The Soft Spot

As I consider the power of love, the energy of deep thinking, and the formulation of new ideas, I want to explore the rituals we go into that allow these elements to come to fruition. Where do we go when we create? What are we doing without even being consciously aware of how we create? Without the power of love and deep thinking combined, nothing we love could ever be created. Therefore, we have to love our creative thoughts enough to manifest them.

So, what do we enter into to create life from what we love? I often meditate on what God must have thought and what he wanted to create in this universe of ours. He must have loved that thought more than anything—loved it so greatly that he made all life manifest. Beyond that, I considered What state was God in when he loved those thoughts so deeply? I wanted to feel and explore the power of what God must have done. Was it a ritual he went through? Did he go off for a gentle break, and the thoughts simply came to him?

It is my job as a graphic designer to go beyond the pattern of rigid thinking and into expanded creative thought processes. My yoga rituals also allow me to go deep into the elements of feeling and experience transcendentally.

When I look at Michelangelo’s Sistine Chapel ceiling and feel into what he painted—the ecstatic image of God and man, tips of fingers almost touching—I see the divine spark spoken of by the Gnostics. It always stimulates me to think bigger, deeper, and wider. And when I feel I am the divine spark, possessing what God is and what God passes on, I am creative—and aren’t we all? We are all created in the image of God, and we are all parts of God, are we not?

So, where did God go in his thought patterns? What was the pure, divinely expanded thinking? God must have gone into a soft spot, into his own surrendering. Letting go allows the seed of Creation to grow into becoming something manifest.

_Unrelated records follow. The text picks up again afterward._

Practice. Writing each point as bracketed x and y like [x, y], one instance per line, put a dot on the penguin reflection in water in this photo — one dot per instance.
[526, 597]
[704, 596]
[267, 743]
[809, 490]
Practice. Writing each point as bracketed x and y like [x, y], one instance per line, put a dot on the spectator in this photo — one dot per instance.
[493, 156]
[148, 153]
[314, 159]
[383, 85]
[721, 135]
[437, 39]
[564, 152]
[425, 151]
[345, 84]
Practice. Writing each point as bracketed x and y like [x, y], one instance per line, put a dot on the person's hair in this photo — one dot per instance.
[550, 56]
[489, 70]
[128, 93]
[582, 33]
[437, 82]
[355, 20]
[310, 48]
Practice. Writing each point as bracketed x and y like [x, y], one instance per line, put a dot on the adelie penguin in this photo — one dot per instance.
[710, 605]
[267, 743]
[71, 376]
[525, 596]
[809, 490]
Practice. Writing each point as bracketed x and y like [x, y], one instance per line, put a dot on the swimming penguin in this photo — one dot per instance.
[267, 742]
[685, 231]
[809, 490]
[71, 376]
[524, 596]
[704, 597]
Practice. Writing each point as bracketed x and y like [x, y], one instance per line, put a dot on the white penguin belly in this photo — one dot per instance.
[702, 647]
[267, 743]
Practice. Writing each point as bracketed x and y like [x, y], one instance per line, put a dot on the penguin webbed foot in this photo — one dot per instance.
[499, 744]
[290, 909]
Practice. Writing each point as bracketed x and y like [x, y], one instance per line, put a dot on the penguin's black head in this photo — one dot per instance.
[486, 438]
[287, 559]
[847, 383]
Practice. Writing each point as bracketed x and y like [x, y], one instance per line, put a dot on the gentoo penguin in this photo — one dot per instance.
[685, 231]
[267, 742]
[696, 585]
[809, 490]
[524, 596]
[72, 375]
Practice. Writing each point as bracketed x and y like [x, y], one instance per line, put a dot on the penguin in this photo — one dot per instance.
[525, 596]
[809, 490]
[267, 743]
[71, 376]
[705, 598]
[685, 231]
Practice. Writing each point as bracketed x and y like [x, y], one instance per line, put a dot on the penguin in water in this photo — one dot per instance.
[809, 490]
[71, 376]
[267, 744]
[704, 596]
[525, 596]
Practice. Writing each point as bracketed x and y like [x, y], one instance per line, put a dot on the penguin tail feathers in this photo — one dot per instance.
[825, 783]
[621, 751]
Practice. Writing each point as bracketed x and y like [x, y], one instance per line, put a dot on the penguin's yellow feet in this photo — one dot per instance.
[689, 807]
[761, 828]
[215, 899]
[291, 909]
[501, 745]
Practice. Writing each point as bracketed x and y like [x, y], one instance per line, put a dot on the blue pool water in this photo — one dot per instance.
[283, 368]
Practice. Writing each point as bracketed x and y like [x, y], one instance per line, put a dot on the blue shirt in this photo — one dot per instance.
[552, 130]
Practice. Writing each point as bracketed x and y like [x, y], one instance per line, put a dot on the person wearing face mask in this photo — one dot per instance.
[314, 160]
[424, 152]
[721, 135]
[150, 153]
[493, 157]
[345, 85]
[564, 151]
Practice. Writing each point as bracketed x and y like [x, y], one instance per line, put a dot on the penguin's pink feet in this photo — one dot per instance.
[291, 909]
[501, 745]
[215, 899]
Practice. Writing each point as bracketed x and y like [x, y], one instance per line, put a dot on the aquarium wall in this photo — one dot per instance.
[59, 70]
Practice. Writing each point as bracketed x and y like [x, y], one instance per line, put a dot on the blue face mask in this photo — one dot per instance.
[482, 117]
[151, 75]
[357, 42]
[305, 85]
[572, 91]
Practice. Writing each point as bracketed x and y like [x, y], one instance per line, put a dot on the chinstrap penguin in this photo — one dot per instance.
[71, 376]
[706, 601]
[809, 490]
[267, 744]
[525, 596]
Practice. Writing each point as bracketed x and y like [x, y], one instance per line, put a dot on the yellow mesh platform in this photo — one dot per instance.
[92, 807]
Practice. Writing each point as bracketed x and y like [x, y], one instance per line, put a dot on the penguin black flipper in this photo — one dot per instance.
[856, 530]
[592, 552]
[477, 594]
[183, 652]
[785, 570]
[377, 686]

Well before babies are born, they must be in the place where the soft spot is. In their birthing, they must have a trust that is so implicit for them. They have to be totally surrendered, non-rigid, to move through the mother’s body into this world. Imagine if they were rigid—they would not be able to slip through into life, taking their first breath. Just as those creative thoughts slip into our minds, a baby softly slips into being. Even the mother has to let go and surrender so deeply that she can release her soft little babe into this world. If the mother is rigid, a difficult birth could occur.

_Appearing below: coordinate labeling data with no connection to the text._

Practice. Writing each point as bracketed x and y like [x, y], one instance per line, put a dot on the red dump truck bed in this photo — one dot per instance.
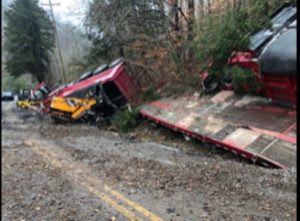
[250, 126]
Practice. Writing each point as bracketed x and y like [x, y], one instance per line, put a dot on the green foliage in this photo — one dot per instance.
[115, 28]
[125, 121]
[29, 39]
[216, 37]
[15, 84]
[150, 95]
[243, 80]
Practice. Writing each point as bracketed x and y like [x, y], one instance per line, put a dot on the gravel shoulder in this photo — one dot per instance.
[172, 178]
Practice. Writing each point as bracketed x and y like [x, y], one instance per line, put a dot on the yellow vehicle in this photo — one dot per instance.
[24, 104]
[71, 109]
[95, 108]
[25, 99]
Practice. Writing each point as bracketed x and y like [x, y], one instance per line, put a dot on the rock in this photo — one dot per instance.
[171, 210]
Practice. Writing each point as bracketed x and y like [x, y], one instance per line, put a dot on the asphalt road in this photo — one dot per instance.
[78, 172]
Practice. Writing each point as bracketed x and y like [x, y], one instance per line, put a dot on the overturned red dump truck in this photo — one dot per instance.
[115, 79]
[259, 128]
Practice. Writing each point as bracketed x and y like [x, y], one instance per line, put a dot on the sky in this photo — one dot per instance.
[67, 11]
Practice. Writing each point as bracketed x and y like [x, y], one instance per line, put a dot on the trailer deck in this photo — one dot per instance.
[250, 126]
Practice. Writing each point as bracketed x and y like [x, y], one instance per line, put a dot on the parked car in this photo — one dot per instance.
[7, 96]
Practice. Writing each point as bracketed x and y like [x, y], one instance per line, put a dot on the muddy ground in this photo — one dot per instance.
[78, 172]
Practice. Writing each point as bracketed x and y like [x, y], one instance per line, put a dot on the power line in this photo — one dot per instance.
[58, 43]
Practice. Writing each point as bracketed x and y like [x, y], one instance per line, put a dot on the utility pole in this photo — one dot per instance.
[57, 41]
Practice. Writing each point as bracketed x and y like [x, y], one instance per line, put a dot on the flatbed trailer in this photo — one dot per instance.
[250, 126]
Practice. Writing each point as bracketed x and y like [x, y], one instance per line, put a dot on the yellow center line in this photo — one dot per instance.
[86, 182]
[134, 205]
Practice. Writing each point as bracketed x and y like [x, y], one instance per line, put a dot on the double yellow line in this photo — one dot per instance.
[88, 182]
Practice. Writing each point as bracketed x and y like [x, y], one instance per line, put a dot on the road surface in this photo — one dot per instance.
[78, 172]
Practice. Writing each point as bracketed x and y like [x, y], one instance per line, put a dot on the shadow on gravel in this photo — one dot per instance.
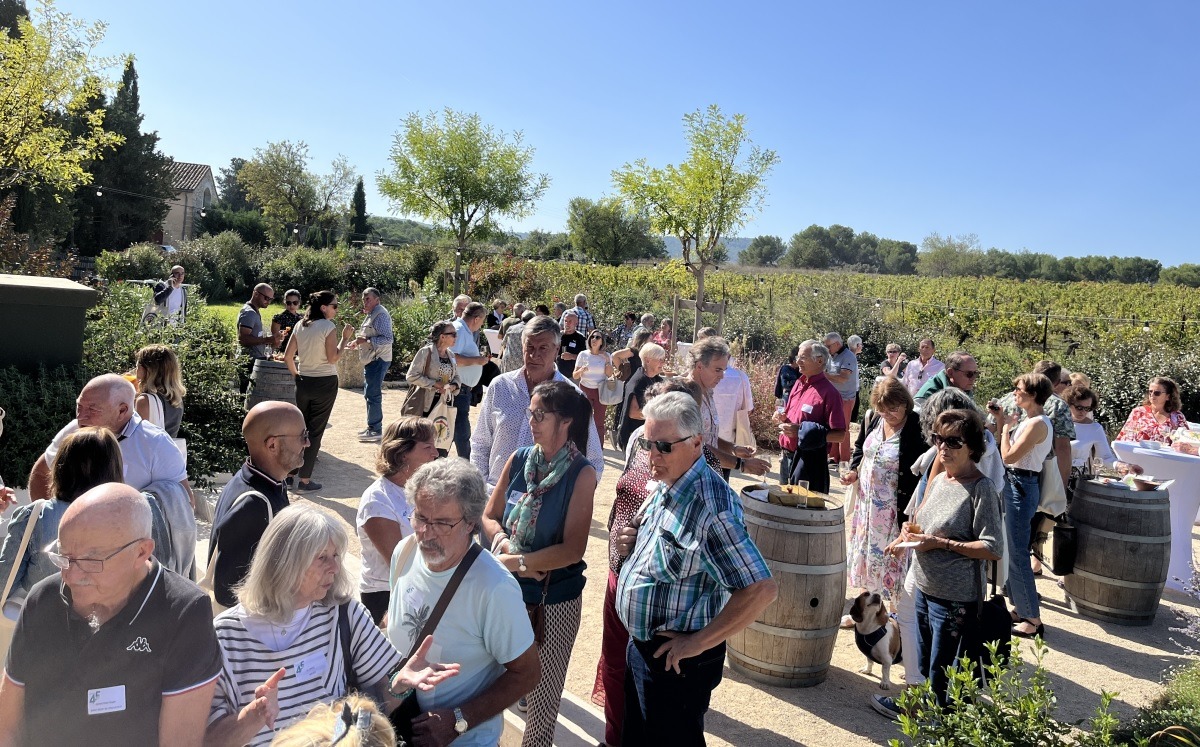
[843, 699]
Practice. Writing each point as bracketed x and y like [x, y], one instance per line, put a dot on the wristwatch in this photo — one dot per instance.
[460, 723]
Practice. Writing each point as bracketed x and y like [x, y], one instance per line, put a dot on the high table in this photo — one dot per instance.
[1167, 464]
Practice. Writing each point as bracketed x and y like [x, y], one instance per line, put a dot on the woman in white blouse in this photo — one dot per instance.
[384, 513]
[592, 368]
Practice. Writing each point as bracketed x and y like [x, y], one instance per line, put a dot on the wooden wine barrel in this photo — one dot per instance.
[791, 643]
[1123, 553]
[270, 380]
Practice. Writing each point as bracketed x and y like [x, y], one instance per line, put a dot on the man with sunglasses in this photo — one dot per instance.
[276, 440]
[255, 345]
[960, 371]
[115, 649]
[693, 579]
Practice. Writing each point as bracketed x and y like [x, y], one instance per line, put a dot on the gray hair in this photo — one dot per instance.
[450, 479]
[539, 326]
[653, 351]
[708, 350]
[952, 398]
[292, 541]
[676, 407]
[817, 351]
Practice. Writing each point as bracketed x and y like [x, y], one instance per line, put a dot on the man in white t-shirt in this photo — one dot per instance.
[485, 628]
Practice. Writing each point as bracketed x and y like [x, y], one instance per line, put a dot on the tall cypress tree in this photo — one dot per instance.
[137, 178]
[359, 225]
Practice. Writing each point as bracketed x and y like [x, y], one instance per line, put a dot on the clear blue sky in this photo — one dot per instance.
[1067, 127]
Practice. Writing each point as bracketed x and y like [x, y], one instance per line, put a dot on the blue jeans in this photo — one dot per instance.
[664, 707]
[462, 423]
[941, 628]
[1023, 492]
[372, 392]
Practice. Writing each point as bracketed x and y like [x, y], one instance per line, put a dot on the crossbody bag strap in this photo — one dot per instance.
[447, 596]
[34, 515]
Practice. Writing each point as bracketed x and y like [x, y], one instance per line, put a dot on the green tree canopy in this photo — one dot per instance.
[706, 197]
[763, 251]
[606, 231]
[455, 171]
[51, 124]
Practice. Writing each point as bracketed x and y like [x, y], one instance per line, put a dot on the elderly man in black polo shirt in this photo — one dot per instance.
[115, 649]
[276, 440]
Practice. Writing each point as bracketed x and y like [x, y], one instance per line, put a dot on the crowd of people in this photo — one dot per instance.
[471, 593]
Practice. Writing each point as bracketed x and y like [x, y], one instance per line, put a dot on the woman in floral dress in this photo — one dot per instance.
[889, 441]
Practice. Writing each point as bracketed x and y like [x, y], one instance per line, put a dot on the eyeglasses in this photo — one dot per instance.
[437, 527]
[664, 447]
[88, 565]
[951, 442]
[303, 435]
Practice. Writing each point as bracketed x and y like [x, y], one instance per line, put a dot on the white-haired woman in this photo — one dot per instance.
[286, 631]
[653, 358]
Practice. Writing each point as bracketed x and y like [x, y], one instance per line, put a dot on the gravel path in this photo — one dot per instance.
[1084, 655]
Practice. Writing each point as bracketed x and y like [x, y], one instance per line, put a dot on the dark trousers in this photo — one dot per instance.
[462, 423]
[941, 628]
[315, 398]
[664, 707]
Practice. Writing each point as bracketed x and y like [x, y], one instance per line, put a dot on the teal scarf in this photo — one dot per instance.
[540, 477]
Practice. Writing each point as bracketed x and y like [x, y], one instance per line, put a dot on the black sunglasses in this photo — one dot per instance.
[664, 447]
[951, 442]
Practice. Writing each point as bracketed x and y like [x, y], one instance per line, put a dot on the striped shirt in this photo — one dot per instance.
[315, 665]
[691, 553]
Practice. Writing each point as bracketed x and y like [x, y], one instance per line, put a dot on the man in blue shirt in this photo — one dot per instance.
[693, 579]
[471, 366]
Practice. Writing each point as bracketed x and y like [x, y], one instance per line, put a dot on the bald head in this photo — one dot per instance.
[114, 511]
[106, 401]
[273, 431]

I have to surrender to create—to conceptualize and bring new ideas through, sometimes after very complex meetings with clients. I am sure other inventors, writers, artists, engineers, musicians, and architects have come to the soft spot in themselves to allow the divine birth of the new.

There are many rituals to go into to reach the soft spot. Buddhists look to the purity of life in non-suffering, yogis to samsara. Without a deep letting go and surrender of the body, we cannot reach the depths of meditation to become refreshed and soft in ourselves or become flexible enough to achieve dynamic yoga positions. And so, the soft spot is entered through the releasing of the whole self in the yogic ritual.

Fitrah is a Muslim ritual of becoming pure once more. By coming back to purity, Muslims are able to live in a clear state, which is as close to God as possible. They go through a ritualistic existence that involves surrender and a systematic way of washing the body to maintain the untouched energy from before birth.

Without any conscious consideration, our physical bodies are in a constant state of the soft spot because we trust it all to function without thinking or doing. Our body simply lives.

When I look at my new grandchild, I see the ever-so-newly innocent soft spot in her Being. And she touches my soft spot just by being natural, as she releases into our relationship. I treasure her gentle, surrendered trust in me to hold her, care for her, and naturally love her. It is then we enter the soft spot together. And so, a deep, innocent love resides between us.

When we surrender into the soft spot of ourselves, we find that place that only we know for ourselves beyond this physical world—an empty, loving, sacred space where all is welcomed. We go into something quite empty yet full enough to love us. We can trust the power of love to be released into creative ideas, or we can simply bask in the enfoldment of bliss, and the gentleness of the purest soft spot emerges in love.

If being no-where and no-thing we enter the soft spot, is the soft spot then right there in the center of our hands? Is this how we bring healing to another person when we give Attunement?

Are our established rituals a way of reaching the soft spot? And if so, what is your ritual? How do you enter sacred space? How do you realize when you are there in your soft spot?